A La Gacilly, le festival de photographie booste l'économie

Par @Culturebox
Mis à jour le 06/12/2016 à 06H30, publié le 26/08/2016 à 11H36
Photographie en plein-air à La Gacilly (Morbihan, juillet 2016)

Photographie en plein-air à La Gacilly (Morbihan, juillet 2016)

Dans la petite cité bretonne de La Gacilly (Morbihan), on ne sent pas l'effet de la crise touristique. Son festival de photographie en plein air, axé cette année sur le Japon et les océans, connaît une affluence record.

"On est complètement submergés avec environ 50% de fréquentation en plus sur juillet et août par rapport à 2015 (...) Ça ne désemplit pas, que ce soit dans les commerces, les restaurants ou l'hébergement", se réjouit Auguste Coudray, président de ce festival gratuit, "Peuples et nature", qui en est à sa 13e édition.
 
Ces dernières années, la fréquentation du festival, programmé de début juin à fin septembre, était de l'ordre de 300.000 personnes, selon la mairie de La Gacilly, une commune de 2200 habitants. "On devrait frôler les 400.000 visiteurs cette année, estime Auguste Coudray. "Les restaurateurs connaissent une progression de leur chiffre d'affaires de 20 à 30%", s'étonne encore le président de la  manifestation. "Mais c'est vrai aussi pour les autres commerces et l'hébergement !".

La culture créatrice d'économie

"On est ravis : la culture est créatrice d'économie. Sur la commune, grâce au festival, on voit des créations d'emplois. Rien que dans les restaurants, ça représente plusieurs dizaines d'emplois saisonniers.
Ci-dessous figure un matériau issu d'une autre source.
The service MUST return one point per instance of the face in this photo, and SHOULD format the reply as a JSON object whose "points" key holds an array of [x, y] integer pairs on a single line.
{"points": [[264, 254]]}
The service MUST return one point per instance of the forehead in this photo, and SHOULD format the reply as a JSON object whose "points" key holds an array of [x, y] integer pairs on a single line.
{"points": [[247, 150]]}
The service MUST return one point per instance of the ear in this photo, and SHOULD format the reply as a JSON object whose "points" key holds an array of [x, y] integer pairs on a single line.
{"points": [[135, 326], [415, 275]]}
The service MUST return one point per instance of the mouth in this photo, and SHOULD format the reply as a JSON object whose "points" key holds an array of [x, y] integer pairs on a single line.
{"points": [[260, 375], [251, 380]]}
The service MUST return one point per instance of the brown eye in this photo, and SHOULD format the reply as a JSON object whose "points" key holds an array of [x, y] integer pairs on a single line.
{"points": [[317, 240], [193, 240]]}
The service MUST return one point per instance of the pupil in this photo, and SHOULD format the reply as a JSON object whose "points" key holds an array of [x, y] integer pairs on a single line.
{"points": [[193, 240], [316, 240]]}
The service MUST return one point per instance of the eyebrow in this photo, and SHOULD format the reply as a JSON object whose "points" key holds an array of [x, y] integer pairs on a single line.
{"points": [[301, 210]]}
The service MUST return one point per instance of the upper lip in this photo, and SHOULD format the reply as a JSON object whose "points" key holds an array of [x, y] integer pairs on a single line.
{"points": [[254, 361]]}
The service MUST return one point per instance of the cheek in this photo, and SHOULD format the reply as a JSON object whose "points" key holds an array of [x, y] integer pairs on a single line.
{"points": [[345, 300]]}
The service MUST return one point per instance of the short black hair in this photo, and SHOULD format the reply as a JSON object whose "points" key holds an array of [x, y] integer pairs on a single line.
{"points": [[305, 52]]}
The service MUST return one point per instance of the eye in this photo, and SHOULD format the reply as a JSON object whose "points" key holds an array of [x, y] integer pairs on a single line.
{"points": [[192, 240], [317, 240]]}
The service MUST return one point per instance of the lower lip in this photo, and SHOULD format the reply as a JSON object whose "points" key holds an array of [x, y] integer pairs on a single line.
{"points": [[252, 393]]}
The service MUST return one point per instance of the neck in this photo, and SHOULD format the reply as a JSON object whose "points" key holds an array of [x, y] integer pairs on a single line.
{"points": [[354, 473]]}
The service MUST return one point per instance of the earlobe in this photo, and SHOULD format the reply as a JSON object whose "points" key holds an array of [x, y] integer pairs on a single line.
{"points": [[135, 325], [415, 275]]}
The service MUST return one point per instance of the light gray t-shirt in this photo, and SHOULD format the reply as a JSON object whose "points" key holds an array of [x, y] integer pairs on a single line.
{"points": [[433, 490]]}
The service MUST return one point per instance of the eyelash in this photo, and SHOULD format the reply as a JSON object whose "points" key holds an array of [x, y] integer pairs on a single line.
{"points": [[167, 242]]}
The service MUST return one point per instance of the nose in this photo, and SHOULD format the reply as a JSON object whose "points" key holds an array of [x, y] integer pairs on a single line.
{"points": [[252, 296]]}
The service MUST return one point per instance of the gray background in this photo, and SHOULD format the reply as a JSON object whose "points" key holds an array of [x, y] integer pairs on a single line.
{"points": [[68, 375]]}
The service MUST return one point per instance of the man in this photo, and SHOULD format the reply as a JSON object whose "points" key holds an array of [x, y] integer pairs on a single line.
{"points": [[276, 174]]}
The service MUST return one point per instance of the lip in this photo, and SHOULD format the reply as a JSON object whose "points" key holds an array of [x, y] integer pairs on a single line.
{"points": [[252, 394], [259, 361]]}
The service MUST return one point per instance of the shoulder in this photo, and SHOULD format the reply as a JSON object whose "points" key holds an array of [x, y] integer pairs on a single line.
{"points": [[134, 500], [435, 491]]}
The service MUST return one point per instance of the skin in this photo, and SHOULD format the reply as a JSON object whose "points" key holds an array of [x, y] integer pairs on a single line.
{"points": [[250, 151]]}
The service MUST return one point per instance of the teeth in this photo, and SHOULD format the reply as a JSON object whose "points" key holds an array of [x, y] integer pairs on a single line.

Et ça dure quand même quatre mois", s'exclame Auguste Coudray.
 
Dès l'entrée du village situé à l'intérieur des terres, à une soixantaine de kilomètres de Vannes comme de Rennes, le regard est happé par une série d'immenses photographies placardées sur des pignons ou des façades de maisons. Soudainement, le Mont Fuji emplit ainsi le paysage, un effet accentué par des  guirlandes de carpes -des manches à air-, comme on en voit au Japon, voletant  au-dessus de la rivière, l'Aff.
 
A travers les ruelles fleuries, sur les berges sauvages de l'Aff ou dans un labyrinthe végétal se succèdent les expositions, dans un parcours parsemé de transats ou de bancs pour se reposer quelques instants, se laisser emporter par la réflexion ou tout simplement rêver.
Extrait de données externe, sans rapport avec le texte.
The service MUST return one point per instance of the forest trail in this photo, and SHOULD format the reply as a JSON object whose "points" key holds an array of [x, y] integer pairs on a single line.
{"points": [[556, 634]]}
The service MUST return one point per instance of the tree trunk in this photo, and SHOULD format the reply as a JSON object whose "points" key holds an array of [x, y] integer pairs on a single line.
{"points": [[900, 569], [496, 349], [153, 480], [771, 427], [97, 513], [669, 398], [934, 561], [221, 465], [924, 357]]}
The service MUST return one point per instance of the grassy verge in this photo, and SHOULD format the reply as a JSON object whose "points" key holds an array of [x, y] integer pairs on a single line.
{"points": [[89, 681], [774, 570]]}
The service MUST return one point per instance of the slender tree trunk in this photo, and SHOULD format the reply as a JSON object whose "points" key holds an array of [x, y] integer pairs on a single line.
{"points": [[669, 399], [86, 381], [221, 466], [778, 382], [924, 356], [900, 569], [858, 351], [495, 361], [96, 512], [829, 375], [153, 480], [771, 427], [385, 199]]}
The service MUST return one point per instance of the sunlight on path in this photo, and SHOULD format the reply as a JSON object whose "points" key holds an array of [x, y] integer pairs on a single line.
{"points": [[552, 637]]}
Le Japon, des derniers samouraïs à Fukushima

Sur le Japon, les expositions vont des débuts de la photographie, au 19e siècle, à partir des collections du musée Guimet à Paris notamment ("les  derniers samouraïs", la "cérémonie du thé"), à l'époque moderne, avec Takeyoshi  Tanuma et Shoji Ueda, et contemporaine.
 
Pour cette dernière période, les expositions oscillent entre nature et pression urbaine. "La nature en tant que sujet reste très importante au Japon, plus que dans la photographie européenne". Mais "beaucoup de photographes naviguent entre le monde urbain et naturel", commente Marc Faustel, spécialiste de la photographie japonaise, dans le catalogue de cette édition.
 
Se révèlent ainsi ces images de foule de Hiromi Tschida, ces dioramas urbains saisissants de Sohei Nishino, ou des photographies de femmes dans des sources chaudes en pleine nature, de la Française Lucille Reyboz, installée au Japon.
 
Sans oublier bien sûr l'actualité dramatique de Fukushima et ses effets dévastateurs, à travers le travail de Kazuma Obara, né en 1985, et de Takashi  Arai, qui photographie au daguerréotype.

Les océans, avec les pétroliers et la surpêche

Les océans constituent l'autre grand axe de cette édition 2016. Ce thème est illustré de multiples manières, parfois très proches de l'actualité, comme ce reportage de la photojournaliste japonaise Shiho Fukada sur "les forçats du  Bangladesh", ces hommes -20% ont moins de 15 ans- employés dans la  déconstruction de gros pétroliers devenus obsolètes.
 
Le Français Pierre Gleizes présente les conséquences dramatiques de la surpêche, montre des marins chinois et africains scotchés sur de vieux chalutiers hors d'âge ancrés au large des côtes africaines, réservoirs de pièces détachées pour la flotte de pêche chinoise dans la zone.
 
Le Sud-Coréen Daesung Lee témoigne de la montée des eaux dans le golfe du Bengale, en Inde, quand le Français Olivier Jobard retrace les itinéraires surhumains suivis par les migrants sur ces "Mers d'exil". Jusqu'au retour au pays natal pour l'un d'eux.
 
Face à ce festival qui "permet de fédérer une ambition commune au service du développment d'un territoire", Auguste Coudray lance ce conseil à tous les  élus : "Ayez de l'ambition culturelle!".